Kadınlar ise büzgücüdürler. Kendi doğal başarı düzeylerinin altını
hedefleyerek, kendi olasılıklarının gerisinde kalırlar.
Sonuçta çoğu gölün kıyısından hiç ayrılmaz.
1970’te Horner şöyle yazıyor: ‘Araştırmaya katılan beyaz kadınların dile
getirdiği olumsuz tutumlar, 1964 araştırmasında bulunan yüzde 65’ten şimdilerde
yüzde 88.2’ye yükselmiştir.’
Rekabet isteyen şeylerden kaçan bazıları kendi geleceklerinin tümünü sabote
etmektedirler. En kötüsü de, yaşamlarına cinsel kimlik paniğinin yön verdiği
konusunda hiçbir düşüncelerinin olmamasıdır.”
Amerika gibi bireysel özgürlüklerin alabildiğine geliştiği bir ülkede durum bu
kadar çarpıcı bir kişilik köreltilmesini, bilinç karartılmasını resmediyorken,
Doğu toplumlarında durum nedir diye sormaya gerek var mıdır? Hindistan’da, ev
işlerine giden kadınlar, evin bekâr gençlerinin cinsel gereksinmelerini de
karşılamak zorundalar. Bu bir gelenek olarak geniş kabul görmüştür. Sözde İslam
toplumlarında ise durum daha da acıklıdır. Peçenin altına gizlenmiş yaşamlar
trajik ve gizli öyküler barındırır ama kimseye anlatıl(a)maz. Yaşamlar hiç olup
gider, adı konmamış bu insanlık suçu için etkili bir tek ses duyulmaz.

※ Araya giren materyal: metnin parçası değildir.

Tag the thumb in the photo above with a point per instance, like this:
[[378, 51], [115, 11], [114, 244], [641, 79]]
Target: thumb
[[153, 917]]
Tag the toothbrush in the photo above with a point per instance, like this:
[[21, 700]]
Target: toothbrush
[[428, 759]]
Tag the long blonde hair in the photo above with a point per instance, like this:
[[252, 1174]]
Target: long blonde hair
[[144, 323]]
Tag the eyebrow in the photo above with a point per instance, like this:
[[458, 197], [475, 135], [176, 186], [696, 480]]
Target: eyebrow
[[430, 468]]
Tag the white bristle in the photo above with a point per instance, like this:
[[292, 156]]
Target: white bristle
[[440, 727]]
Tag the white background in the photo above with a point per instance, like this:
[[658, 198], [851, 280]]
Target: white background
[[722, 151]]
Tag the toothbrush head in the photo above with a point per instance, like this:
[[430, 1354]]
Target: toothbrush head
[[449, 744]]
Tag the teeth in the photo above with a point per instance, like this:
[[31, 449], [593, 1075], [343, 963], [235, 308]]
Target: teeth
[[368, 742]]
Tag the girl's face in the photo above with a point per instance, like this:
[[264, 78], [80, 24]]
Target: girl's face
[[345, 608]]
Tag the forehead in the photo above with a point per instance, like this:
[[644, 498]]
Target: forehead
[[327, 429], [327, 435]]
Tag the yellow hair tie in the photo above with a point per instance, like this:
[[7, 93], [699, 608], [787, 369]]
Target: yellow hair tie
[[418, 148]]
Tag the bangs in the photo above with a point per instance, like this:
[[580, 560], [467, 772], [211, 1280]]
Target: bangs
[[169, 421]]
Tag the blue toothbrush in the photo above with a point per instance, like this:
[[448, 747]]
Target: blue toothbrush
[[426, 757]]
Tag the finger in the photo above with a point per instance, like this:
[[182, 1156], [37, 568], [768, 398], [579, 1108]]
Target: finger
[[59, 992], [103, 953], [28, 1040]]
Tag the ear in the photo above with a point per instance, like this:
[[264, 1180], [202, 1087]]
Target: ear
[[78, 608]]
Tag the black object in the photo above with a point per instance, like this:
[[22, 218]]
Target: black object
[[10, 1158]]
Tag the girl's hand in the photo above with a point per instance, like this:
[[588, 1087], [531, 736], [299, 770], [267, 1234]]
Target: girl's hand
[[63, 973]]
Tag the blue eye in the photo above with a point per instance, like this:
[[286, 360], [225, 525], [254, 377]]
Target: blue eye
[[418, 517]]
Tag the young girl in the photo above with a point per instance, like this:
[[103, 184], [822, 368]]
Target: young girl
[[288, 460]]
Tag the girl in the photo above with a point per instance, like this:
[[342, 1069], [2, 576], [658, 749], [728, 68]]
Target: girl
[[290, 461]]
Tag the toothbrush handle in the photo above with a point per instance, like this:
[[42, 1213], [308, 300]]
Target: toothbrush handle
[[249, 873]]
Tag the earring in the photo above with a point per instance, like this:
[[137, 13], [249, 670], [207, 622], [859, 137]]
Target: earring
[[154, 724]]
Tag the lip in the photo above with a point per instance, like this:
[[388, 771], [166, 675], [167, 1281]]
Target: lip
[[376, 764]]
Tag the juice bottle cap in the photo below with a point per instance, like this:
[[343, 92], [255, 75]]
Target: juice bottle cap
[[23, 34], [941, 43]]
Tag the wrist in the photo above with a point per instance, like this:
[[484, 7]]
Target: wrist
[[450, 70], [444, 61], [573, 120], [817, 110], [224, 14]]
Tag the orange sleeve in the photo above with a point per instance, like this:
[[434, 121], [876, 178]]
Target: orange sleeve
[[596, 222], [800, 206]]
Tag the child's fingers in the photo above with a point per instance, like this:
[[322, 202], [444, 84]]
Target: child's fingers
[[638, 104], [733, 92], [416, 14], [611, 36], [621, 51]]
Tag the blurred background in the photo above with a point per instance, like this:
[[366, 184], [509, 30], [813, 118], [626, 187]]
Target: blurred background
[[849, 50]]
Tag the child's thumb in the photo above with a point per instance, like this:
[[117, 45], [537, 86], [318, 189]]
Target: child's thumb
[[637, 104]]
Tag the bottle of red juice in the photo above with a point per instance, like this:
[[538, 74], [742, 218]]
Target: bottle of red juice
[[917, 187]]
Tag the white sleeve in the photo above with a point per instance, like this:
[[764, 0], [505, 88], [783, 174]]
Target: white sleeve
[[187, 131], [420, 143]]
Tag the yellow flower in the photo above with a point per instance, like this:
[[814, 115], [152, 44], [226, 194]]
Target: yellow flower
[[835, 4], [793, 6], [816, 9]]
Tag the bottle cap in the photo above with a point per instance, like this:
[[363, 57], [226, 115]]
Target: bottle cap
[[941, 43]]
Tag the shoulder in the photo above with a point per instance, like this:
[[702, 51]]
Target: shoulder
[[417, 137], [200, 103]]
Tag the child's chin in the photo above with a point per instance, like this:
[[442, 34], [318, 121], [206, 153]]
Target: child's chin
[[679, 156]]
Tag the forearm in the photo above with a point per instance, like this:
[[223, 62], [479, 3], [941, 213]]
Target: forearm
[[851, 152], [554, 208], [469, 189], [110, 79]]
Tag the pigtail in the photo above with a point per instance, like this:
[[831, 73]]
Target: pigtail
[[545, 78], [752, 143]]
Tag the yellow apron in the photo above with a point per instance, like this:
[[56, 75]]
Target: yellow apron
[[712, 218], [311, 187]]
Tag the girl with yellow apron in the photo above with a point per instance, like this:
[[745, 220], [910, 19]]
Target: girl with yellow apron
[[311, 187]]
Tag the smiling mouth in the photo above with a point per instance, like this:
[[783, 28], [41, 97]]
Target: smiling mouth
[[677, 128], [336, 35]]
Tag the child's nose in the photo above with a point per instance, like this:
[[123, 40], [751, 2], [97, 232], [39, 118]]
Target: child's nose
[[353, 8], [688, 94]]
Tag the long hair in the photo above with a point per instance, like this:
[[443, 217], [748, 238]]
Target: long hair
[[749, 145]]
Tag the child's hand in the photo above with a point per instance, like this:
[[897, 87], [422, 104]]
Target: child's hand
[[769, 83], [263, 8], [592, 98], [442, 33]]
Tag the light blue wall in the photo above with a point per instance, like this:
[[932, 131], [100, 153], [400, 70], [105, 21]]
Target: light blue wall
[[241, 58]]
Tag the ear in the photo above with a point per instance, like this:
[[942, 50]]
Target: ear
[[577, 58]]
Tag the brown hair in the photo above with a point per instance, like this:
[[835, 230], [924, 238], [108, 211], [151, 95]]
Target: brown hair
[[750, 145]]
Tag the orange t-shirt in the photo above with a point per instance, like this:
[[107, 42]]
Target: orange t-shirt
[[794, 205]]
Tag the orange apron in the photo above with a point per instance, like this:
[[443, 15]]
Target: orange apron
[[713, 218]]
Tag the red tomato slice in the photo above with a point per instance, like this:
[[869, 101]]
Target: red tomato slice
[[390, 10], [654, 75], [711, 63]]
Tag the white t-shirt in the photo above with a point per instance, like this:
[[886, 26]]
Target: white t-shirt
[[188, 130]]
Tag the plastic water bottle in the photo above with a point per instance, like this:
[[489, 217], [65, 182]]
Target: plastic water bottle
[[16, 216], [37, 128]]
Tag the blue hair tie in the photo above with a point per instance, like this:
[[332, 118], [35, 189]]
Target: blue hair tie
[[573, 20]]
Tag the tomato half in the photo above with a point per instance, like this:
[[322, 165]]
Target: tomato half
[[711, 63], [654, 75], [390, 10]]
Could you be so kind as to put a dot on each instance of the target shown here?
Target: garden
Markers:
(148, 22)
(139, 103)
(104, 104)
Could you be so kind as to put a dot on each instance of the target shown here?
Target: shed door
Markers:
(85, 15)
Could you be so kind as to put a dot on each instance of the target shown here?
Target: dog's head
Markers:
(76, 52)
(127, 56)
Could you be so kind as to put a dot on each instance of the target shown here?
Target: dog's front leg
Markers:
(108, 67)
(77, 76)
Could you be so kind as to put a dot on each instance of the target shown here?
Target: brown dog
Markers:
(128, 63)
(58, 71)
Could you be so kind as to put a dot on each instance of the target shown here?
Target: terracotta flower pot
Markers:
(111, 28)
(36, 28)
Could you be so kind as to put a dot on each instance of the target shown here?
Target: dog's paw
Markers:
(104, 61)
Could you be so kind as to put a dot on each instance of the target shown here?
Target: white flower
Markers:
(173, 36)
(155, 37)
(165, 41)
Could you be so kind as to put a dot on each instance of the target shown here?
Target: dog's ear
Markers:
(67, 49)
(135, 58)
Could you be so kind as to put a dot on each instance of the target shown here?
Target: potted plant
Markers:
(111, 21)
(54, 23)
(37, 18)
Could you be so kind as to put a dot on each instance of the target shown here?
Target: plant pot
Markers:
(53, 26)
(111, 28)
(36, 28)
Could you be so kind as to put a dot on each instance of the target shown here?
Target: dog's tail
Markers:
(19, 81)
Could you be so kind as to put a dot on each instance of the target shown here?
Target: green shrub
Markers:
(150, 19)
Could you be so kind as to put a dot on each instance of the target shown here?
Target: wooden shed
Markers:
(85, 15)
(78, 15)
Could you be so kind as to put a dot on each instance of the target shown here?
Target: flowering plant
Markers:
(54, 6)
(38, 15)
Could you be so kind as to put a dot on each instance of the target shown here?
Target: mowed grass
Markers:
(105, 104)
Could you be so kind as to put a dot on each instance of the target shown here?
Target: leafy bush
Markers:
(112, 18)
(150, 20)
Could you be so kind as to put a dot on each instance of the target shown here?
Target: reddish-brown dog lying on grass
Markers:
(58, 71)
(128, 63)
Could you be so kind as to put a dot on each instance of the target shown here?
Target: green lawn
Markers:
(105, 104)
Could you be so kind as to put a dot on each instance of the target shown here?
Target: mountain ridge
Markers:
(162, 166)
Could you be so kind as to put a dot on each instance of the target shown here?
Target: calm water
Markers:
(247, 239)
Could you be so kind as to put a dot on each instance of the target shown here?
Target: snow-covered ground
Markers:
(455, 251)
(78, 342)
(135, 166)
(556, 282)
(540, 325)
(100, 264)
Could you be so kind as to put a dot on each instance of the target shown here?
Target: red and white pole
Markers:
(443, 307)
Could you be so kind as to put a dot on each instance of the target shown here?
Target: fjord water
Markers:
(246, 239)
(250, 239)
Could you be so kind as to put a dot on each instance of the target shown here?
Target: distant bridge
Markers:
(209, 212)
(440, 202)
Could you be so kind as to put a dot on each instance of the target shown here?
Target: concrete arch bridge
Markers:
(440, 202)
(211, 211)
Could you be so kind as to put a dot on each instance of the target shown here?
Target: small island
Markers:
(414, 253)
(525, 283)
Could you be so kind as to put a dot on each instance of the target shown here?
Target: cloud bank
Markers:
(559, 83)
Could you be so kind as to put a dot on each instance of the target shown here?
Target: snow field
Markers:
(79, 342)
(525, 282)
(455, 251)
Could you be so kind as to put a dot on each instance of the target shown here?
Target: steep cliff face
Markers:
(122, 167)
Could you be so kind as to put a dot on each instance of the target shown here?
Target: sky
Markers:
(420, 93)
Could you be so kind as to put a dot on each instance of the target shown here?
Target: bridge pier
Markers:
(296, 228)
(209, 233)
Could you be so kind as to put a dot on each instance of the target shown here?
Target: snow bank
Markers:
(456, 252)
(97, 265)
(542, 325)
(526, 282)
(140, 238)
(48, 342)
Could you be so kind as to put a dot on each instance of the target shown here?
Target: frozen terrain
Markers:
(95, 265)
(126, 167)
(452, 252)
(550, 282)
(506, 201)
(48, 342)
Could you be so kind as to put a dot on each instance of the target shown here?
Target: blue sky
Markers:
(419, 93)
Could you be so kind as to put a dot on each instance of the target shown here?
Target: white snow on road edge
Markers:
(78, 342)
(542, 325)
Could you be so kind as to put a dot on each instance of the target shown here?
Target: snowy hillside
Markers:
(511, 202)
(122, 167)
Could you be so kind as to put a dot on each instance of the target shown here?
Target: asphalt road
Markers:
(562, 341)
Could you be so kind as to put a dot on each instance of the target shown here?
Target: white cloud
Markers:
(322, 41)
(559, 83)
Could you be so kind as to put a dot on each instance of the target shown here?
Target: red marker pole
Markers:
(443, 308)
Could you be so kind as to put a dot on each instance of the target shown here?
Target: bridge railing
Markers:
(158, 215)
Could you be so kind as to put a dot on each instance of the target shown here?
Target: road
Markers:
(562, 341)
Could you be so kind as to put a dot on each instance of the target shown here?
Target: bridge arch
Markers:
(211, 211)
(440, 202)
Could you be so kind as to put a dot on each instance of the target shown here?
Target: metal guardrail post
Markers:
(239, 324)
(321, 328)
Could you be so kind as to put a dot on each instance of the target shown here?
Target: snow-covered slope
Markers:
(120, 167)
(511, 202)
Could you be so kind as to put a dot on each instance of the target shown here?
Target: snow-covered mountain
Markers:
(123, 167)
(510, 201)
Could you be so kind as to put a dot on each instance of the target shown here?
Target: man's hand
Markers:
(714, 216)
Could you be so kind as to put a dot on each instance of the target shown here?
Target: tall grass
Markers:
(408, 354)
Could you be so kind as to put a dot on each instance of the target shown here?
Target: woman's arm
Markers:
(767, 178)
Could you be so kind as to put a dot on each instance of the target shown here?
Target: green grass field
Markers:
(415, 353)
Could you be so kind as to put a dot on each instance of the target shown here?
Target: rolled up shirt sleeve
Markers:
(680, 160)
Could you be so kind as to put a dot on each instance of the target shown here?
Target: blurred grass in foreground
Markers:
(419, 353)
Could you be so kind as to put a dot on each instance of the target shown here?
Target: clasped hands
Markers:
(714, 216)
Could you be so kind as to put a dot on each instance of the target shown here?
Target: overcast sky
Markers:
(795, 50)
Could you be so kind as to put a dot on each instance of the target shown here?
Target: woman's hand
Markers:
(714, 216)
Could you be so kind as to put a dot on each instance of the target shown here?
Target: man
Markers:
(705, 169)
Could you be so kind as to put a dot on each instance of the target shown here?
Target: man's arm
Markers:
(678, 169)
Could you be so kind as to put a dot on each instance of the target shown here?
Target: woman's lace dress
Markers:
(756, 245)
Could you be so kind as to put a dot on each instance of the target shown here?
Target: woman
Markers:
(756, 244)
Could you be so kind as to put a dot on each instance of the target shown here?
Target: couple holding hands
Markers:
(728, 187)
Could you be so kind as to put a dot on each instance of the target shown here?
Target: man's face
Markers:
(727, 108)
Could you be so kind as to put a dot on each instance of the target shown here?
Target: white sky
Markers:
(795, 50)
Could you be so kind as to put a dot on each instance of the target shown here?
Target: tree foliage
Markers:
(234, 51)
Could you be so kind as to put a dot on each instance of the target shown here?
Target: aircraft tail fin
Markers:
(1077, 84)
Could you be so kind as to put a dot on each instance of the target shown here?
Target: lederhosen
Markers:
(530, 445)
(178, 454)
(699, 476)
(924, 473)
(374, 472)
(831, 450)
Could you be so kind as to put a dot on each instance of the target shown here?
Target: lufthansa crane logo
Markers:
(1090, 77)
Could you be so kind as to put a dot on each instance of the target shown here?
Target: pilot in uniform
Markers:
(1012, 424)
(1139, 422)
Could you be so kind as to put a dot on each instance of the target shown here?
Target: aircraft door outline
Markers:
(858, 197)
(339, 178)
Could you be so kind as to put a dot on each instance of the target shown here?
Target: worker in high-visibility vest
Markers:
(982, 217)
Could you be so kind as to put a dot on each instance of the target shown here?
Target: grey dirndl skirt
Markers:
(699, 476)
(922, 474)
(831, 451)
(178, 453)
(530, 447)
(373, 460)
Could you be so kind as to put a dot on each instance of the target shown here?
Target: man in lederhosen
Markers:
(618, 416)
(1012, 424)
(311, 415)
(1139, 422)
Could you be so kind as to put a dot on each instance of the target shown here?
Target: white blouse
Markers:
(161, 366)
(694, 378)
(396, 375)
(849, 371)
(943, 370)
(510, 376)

İnsanlık böyle böyle dibe vurmuştur. Ayağa kalkması için toplumlardaki bütün
sömürü çarklarının kırılması, ezilen her bireyin örgütlü bir dayanışmayla ayağa
kalkması gerekir. Bana sorarsanız, bunun öncüsü de kadınlar olmalıdır. Aksi
durumda umut sürekli ertelenerek ütopya uzaklıklarında ancak barınabilecektir.
Göz kamaşmasına razı olup ‘mağaradan’ çıkma zamanıdır.